Занимаюсь корректурой «Орфея». Час правлю текст, другой, третий.
Котя сидит на подоконнике и с тоской в осенних глазах рассматривает, как я стучу по клавишам. Он уже успел поспать, поесть, сходить в лоток, умыться, снова поспать, ещё поесть и теперь вот наблюдает за хозяином. Попытки взять меня на понт жалостливым: «Мммьяяяаааууу» и вовлечь в скачки по квартире, закончились неудачей. Я на провокацию не поддался.
Нууу, почти не поддался :))
Чувствую, что от однообразной работы тупею.
И Марсик чувствует, что я тупею, поэтому он говорит ворчливо: «Мря», что по-видимому, должно означать: «Эх ты!», и покачивая серыми шортами скрывается в большой комнате.

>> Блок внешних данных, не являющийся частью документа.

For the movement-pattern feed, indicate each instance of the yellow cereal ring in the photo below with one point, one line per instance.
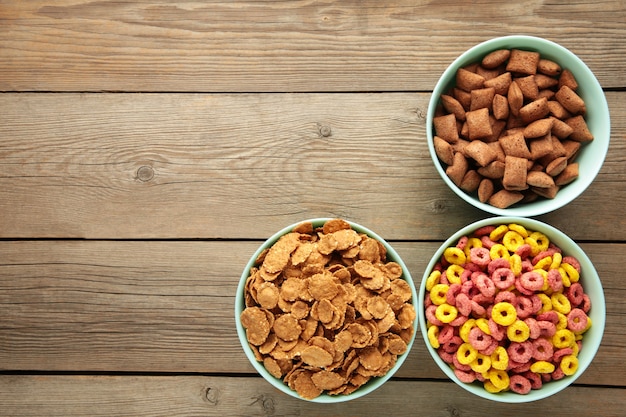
(490, 387)
(504, 313)
(497, 233)
(500, 359)
(560, 303)
(569, 364)
(565, 278)
(516, 264)
(563, 338)
(534, 246)
(546, 303)
(542, 367)
(498, 251)
(453, 273)
(521, 230)
(512, 240)
(562, 323)
(542, 240)
(481, 364)
(438, 294)
(454, 255)
(446, 313)
(433, 336)
(557, 258)
(571, 272)
(544, 263)
(518, 331)
(472, 242)
(499, 378)
(433, 279)
(465, 329)
(466, 354)
(483, 324)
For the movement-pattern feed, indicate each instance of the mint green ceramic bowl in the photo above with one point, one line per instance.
(591, 156)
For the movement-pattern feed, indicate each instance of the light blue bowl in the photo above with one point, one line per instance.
(589, 279)
(371, 385)
(591, 156)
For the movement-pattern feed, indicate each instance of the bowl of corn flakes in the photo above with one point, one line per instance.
(512, 309)
(518, 126)
(325, 310)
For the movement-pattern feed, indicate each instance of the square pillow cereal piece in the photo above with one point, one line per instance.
(523, 62)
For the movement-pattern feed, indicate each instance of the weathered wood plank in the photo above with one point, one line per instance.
(245, 165)
(224, 46)
(74, 396)
(112, 306)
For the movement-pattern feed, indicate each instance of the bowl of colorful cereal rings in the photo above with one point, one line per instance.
(512, 309)
(518, 126)
(325, 310)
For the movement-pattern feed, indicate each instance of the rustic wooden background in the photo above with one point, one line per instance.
(148, 147)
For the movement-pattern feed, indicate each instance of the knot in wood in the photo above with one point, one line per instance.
(145, 173)
(325, 131)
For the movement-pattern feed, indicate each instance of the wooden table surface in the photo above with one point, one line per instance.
(148, 147)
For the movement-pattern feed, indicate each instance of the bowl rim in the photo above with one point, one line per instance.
(598, 309)
(371, 385)
(599, 110)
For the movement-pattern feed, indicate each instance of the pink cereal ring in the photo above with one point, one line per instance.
(498, 263)
(557, 374)
(479, 339)
(550, 316)
(480, 256)
(575, 294)
(532, 281)
(452, 345)
(453, 291)
(497, 331)
(459, 366)
(533, 327)
(477, 309)
(485, 285)
(503, 278)
(487, 242)
(520, 352)
(535, 379)
(572, 261)
(523, 307)
(522, 290)
(463, 305)
(446, 356)
(555, 280)
(586, 305)
(542, 349)
(520, 384)
(558, 355)
(523, 250)
(546, 328)
(446, 333)
(484, 231)
(458, 321)
(491, 348)
(430, 315)
(462, 242)
(507, 296)
(577, 320)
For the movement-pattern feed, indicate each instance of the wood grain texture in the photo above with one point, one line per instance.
(245, 165)
(75, 396)
(112, 306)
(250, 46)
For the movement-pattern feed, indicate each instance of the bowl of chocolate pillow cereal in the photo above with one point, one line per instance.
(325, 310)
(518, 125)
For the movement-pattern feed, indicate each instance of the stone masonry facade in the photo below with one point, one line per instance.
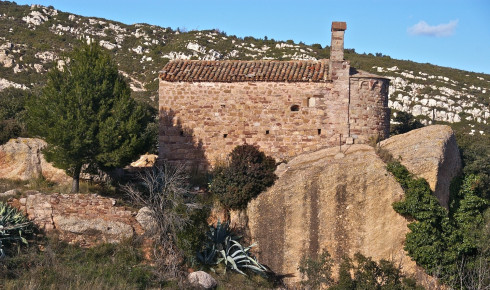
(284, 107)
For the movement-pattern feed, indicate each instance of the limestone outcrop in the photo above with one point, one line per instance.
(431, 153)
(22, 159)
(86, 219)
(342, 202)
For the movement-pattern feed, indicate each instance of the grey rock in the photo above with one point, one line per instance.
(202, 279)
(145, 219)
(11, 192)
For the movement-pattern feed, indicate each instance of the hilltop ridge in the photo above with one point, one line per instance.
(35, 38)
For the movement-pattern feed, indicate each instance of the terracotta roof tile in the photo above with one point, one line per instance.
(245, 71)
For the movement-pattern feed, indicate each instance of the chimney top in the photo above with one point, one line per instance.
(339, 26)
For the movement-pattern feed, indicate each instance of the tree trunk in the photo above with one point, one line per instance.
(75, 185)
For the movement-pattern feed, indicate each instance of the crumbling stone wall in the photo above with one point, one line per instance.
(369, 113)
(86, 219)
(201, 122)
(207, 120)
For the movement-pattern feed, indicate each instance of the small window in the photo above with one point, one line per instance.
(311, 102)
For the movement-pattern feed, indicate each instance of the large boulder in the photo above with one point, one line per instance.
(202, 280)
(341, 202)
(431, 153)
(22, 159)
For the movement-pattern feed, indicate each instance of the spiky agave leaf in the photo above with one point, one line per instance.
(13, 225)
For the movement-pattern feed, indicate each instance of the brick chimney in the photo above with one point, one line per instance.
(337, 44)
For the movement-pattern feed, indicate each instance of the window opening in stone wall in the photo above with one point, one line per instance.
(311, 102)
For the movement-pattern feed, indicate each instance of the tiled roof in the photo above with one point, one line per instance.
(244, 71)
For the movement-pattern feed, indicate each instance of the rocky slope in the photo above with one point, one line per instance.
(342, 202)
(34, 38)
(22, 159)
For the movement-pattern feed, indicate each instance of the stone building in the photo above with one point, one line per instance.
(285, 107)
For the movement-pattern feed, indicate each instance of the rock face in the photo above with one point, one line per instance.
(431, 153)
(21, 158)
(202, 279)
(342, 203)
(87, 219)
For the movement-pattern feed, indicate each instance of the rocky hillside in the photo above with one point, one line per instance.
(33, 39)
(342, 201)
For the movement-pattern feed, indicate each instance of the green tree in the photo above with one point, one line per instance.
(86, 115)
(12, 113)
(248, 173)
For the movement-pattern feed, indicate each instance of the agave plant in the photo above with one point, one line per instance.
(13, 225)
(223, 247)
(237, 257)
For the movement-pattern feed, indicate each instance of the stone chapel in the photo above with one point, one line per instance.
(284, 107)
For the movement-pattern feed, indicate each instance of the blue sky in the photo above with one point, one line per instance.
(446, 33)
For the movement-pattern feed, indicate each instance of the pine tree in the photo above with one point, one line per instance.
(86, 115)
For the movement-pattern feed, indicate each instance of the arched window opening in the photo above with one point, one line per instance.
(311, 102)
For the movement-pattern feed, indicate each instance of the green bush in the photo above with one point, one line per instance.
(12, 114)
(248, 173)
(440, 239)
(358, 273)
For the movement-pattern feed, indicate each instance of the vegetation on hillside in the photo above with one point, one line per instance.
(87, 117)
(448, 244)
(361, 272)
(245, 175)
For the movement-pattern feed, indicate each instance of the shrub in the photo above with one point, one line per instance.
(13, 227)
(369, 274)
(248, 173)
(222, 246)
(163, 190)
(440, 239)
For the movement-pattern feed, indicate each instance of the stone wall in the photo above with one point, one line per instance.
(86, 219)
(207, 120)
(369, 113)
(201, 122)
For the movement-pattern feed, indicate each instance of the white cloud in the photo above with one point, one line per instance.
(441, 30)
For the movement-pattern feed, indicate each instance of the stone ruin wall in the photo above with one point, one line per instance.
(369, 113)
(201, 122)
(86, 219)
(207, 120)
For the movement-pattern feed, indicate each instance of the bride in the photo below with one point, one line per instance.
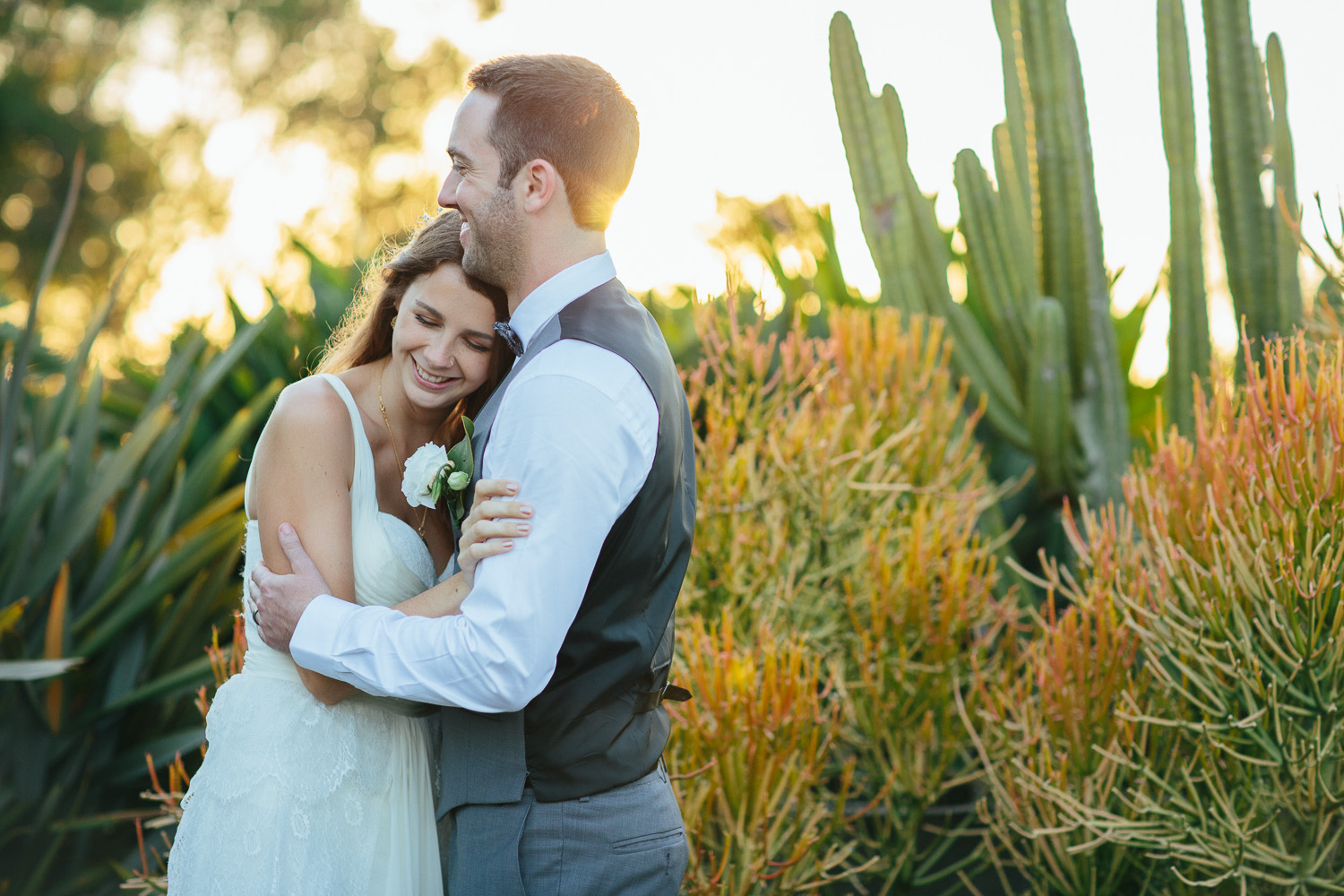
(311, 786)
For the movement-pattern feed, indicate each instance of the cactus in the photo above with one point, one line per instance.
(903, 237)
(1242, 134)
(1188, 346)
(1285, 187)
(1047, 395)
(1043, 166)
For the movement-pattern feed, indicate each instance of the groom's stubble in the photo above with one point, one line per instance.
(495, 250)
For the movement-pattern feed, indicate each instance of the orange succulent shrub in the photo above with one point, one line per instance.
(225, 662)
(1056, 728)
(1223, 763)
(840, 500)
(758, 812)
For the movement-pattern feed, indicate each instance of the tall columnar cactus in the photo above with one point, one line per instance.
(1073, 266)
(1244, 132)
(1285, 187)
(903, 237)
(1039, 234)
(1187, 343)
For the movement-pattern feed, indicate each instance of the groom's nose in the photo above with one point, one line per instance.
(448, 193)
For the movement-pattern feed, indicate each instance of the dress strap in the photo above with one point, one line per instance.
(363, 487)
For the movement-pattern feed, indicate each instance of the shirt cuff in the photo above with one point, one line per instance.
(314, 643)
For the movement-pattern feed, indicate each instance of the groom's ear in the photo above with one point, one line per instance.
(539, 185)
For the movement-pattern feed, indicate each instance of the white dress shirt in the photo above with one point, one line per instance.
(577, 430)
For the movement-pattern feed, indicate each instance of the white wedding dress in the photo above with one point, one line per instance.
(298, 798)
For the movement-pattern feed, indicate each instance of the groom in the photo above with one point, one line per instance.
(554, 675)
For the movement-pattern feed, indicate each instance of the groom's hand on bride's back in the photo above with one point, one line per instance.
(282, 598)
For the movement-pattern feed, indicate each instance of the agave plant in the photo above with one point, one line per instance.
(121, 509)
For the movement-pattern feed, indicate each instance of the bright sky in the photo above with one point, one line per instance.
(734, 96)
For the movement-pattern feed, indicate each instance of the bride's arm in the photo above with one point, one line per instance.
(301, 474)
(488, 530)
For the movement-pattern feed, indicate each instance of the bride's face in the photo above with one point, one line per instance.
(441, 339)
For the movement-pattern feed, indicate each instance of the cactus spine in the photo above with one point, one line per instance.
(1187, 341)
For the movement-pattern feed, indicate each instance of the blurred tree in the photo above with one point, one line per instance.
(211, 129)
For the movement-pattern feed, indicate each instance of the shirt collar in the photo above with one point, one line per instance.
(546, 301)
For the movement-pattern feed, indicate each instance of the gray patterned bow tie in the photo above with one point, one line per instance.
(510, 338)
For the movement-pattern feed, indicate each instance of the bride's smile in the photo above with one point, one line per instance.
(441, 340)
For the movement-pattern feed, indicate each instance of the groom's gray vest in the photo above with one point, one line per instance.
(599, 723)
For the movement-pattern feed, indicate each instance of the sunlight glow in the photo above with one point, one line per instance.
(712, 118)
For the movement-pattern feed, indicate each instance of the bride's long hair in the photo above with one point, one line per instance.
(366, 331)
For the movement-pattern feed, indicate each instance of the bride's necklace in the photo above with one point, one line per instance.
(392, 438)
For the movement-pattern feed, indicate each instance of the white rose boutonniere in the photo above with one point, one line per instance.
(435, 471)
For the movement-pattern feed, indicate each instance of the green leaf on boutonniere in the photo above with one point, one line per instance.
(451, 479)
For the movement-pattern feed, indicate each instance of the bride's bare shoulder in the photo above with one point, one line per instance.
(311, 413)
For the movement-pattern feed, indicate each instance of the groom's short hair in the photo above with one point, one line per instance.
(572, 113)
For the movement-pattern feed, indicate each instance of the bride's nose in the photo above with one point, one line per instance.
(441, 354)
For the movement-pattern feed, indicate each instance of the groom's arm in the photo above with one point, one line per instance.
(580, 445)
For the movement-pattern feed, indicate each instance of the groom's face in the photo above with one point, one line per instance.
(492, 223)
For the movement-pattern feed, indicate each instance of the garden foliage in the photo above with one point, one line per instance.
(1179, 726)
(121, 514)
(840, 490)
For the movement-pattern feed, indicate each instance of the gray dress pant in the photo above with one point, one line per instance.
(626, 840)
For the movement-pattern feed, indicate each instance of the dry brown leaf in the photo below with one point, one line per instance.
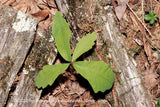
(6, 2)
(26, 6)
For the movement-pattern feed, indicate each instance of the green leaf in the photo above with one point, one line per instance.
(98, 73)
(151, 21)
(84, 45)
(49, 74)
(158, 104)
(61, 34)
(158, 52)
(151, 13)
(147, 17)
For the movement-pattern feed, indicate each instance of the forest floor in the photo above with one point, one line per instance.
(142, 37)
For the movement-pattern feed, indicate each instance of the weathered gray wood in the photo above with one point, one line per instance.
(17, 32)
(42, 53)
(131, 93)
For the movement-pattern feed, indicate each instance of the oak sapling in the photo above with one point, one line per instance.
(98, 73)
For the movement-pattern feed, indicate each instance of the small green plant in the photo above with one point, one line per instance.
(98, 73)
(151, 17)
(158, 104)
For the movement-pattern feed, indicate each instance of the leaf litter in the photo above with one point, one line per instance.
(141, 37)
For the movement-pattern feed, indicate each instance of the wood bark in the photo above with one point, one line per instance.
(16, 45)
(131, 93)
(15, 42)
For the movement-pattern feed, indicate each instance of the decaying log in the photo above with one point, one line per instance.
(17, 32)
(131, 93)
(43, 53)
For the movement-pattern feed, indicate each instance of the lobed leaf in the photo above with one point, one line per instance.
(98, 73)
(84, 45)
(49, 74)
(61, 34)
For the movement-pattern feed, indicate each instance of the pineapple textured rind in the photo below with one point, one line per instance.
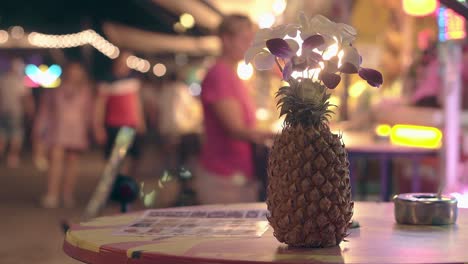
(309, 190)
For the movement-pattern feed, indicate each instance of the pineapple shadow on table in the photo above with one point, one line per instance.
(329, 255)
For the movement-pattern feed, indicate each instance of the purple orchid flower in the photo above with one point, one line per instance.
(330, 80)
(280, 48)
(373, 77)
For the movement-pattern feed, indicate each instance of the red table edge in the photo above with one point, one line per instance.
(100, 257)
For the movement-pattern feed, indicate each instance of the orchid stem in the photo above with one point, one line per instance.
(278, 64)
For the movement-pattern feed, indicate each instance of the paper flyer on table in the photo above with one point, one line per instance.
(167, 223)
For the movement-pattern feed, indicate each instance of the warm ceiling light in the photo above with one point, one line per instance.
(17, 32)
(244, 71)
(266, 20)
(419, 7)
(3, 36)
(279, 6)
(159, 69)
(187, 20)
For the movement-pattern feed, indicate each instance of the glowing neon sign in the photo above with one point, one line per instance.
(42, 76)
(451, 25)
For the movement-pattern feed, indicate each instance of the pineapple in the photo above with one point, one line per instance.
(309, 191)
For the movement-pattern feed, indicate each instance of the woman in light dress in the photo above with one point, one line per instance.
(65, 121)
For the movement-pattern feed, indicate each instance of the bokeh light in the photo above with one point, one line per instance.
(187, 20)
(159, 69)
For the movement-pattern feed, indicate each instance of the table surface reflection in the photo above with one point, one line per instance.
(378, 240)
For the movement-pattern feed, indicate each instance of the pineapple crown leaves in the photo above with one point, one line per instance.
(304, 102)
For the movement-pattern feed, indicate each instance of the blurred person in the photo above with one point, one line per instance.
(226, 167)
(118, 105)
(15, 100)
(180, 114)
(64, 124)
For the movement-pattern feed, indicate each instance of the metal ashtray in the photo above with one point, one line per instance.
(425, 209)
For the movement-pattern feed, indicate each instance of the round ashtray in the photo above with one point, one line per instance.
(425, 209)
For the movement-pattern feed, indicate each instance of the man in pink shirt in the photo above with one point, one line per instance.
(226, 169)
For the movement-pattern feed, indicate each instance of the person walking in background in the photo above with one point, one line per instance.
(15, 99)
(119, 105)
(66, 115)
(226, 169)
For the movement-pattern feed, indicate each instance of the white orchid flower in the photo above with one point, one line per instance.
(323, 43)
(345, 34)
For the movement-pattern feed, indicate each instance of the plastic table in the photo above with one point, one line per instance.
(364, 145)
(378, 240)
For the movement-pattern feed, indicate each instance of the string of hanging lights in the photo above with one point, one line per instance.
(85, 37)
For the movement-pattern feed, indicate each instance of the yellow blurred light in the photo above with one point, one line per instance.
(187, 20)
(149, 199)
(334, 100)
(17, 32)
(266, 20)
(115, 53)
(419, 7)
(357, 88)
(279, 6)
(416, 136)
(262, 114)
(244, 71)
(178, 27)
(383, 130)
(159, 69)
(3, 36)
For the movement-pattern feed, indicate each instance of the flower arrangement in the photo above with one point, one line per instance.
(317, 48)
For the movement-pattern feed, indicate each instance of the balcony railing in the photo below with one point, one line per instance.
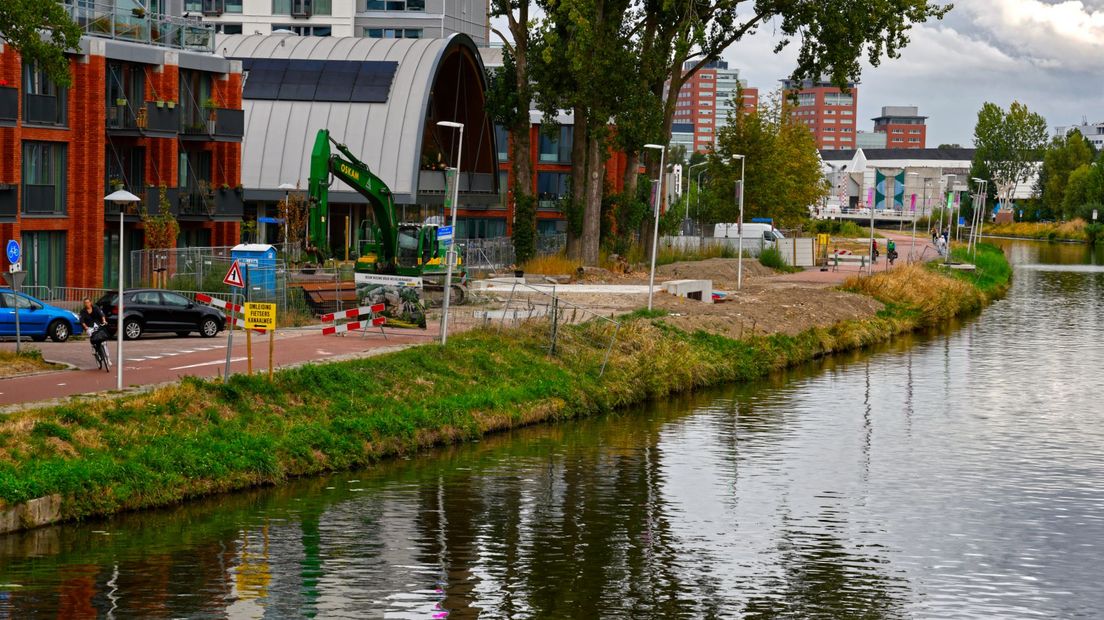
(9, 105)
(151, 118)
(40, 108)
(223, 125)
(107, 21)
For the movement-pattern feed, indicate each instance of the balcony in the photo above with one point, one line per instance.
(40, 109)
(9, 106)
(222, 125)
(107, 21)
(9, 202)
(155, 119)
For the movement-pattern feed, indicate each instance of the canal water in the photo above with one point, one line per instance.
(955, 474)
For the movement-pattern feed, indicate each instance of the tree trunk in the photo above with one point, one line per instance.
(577, 184)
(592, 215)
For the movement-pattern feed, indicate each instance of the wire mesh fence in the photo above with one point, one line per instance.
(562, 328)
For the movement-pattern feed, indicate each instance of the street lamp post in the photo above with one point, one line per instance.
(450, 255)
(120, 198)
(655, 235)
(699, 186)
(740, 227)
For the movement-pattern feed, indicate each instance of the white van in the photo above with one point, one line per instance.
(753, 231)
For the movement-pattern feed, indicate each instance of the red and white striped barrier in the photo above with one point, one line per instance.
(232, 310)
(371, 319)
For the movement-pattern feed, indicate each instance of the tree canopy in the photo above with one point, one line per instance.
(782, 173)
(42, 32)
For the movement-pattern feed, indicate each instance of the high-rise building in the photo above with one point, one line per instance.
(903, 127)
(706, 100)
(377, 19)
(826, 110)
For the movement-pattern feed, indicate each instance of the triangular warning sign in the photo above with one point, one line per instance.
(234, 276)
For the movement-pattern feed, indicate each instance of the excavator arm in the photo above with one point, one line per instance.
(357, 175)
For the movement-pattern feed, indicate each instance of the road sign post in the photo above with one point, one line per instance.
(234, 279)
(261, 317)
(16, 280)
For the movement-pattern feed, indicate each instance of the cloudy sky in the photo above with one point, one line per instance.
(1046, 53)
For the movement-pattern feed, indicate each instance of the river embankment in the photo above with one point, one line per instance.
(99, 456)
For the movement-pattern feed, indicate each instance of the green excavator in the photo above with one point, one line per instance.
(392, 254)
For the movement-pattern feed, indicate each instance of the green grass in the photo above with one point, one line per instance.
(200, 437)
(772, 257)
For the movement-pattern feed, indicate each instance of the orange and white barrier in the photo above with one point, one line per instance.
(232, 310)
(364, 317)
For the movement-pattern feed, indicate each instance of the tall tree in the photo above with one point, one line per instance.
(512, 111)
(782, 168)
(42, 32)
(1064, 155)
(1008, 146)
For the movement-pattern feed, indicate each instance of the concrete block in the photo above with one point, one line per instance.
(700, 290)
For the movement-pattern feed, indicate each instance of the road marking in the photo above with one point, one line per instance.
(208, 363)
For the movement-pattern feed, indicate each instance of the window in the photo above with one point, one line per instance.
(301, 8)
(176, 300)
(395, 6)
(502, 138)
(305, 30)
(44, 258)
(43, 178)
(558, 149)
(393, 32)
(44, 102)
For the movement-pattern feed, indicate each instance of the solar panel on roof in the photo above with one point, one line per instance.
(297, 79)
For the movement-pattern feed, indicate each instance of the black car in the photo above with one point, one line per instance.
(154, 310)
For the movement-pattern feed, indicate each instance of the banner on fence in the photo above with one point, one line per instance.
(401, 296)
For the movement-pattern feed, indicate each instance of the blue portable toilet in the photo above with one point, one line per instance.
(259, 260)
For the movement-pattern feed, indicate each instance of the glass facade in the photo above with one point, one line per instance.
(44, 169)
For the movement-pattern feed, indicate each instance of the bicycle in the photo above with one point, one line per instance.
(99, 349)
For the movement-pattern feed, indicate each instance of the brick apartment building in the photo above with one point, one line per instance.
(903, 127)
(550, 157)
(826, 110)
(704, 103)
(149, 105)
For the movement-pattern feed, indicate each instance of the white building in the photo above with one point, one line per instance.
(374, 19)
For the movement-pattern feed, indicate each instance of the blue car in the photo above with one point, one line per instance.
(36, 320)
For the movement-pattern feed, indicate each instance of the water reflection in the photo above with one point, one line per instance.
(947, 474)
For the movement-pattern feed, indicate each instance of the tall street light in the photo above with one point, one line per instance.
(699, 186)
(740, 227)
(655, 235)
(120, 199)
(450, 255)
(287, 215)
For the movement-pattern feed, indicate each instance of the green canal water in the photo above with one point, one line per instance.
(956, 474)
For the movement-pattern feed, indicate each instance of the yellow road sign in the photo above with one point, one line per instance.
(259, 316)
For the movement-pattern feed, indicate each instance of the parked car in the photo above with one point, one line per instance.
(36, 319)
(155, 310)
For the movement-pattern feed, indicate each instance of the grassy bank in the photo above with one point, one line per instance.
(201, 437)
(28, 361)
(1072, 231)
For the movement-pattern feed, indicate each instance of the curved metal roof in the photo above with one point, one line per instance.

Там у него любимая игрушка – белка. Рыженькая, носатая, с бачками и хвостом, как у Марселя. Белка эта не простая, а говорящая. Точнее, смеющаяся. Стоит ей почесать животик и немного надавить на него, она хохочет женским голосом. У меня так первая жена смеялась, когда я острил. Да. Нынешняя вот безо всяких острот смеётся по пол дня. И даже щекотать не требуется и уж тем более надавливать. Ежели надавить куда, она другие звуки издаёт. Икает, ага.
Марселька эти особенности белкиного характера быстро просёк и начал таскать её по углам и щекотать. И, то из-под стула слышится сдавленный беличий смех, то из-под ванны хихиканье, то вообще где-то в кладовке шепчутся. Я однажды подкрался и подслушал. Жениться обещает, мерзавец. Врёт! Прям, захотелось крикнуть: «Не верь, обманет! Все они в марте так говорят! А потом ищи-свищи!»
Обожает Кузьмич с ней возиться, и в чужие руки не отпускает. Шипит и клыки кажет.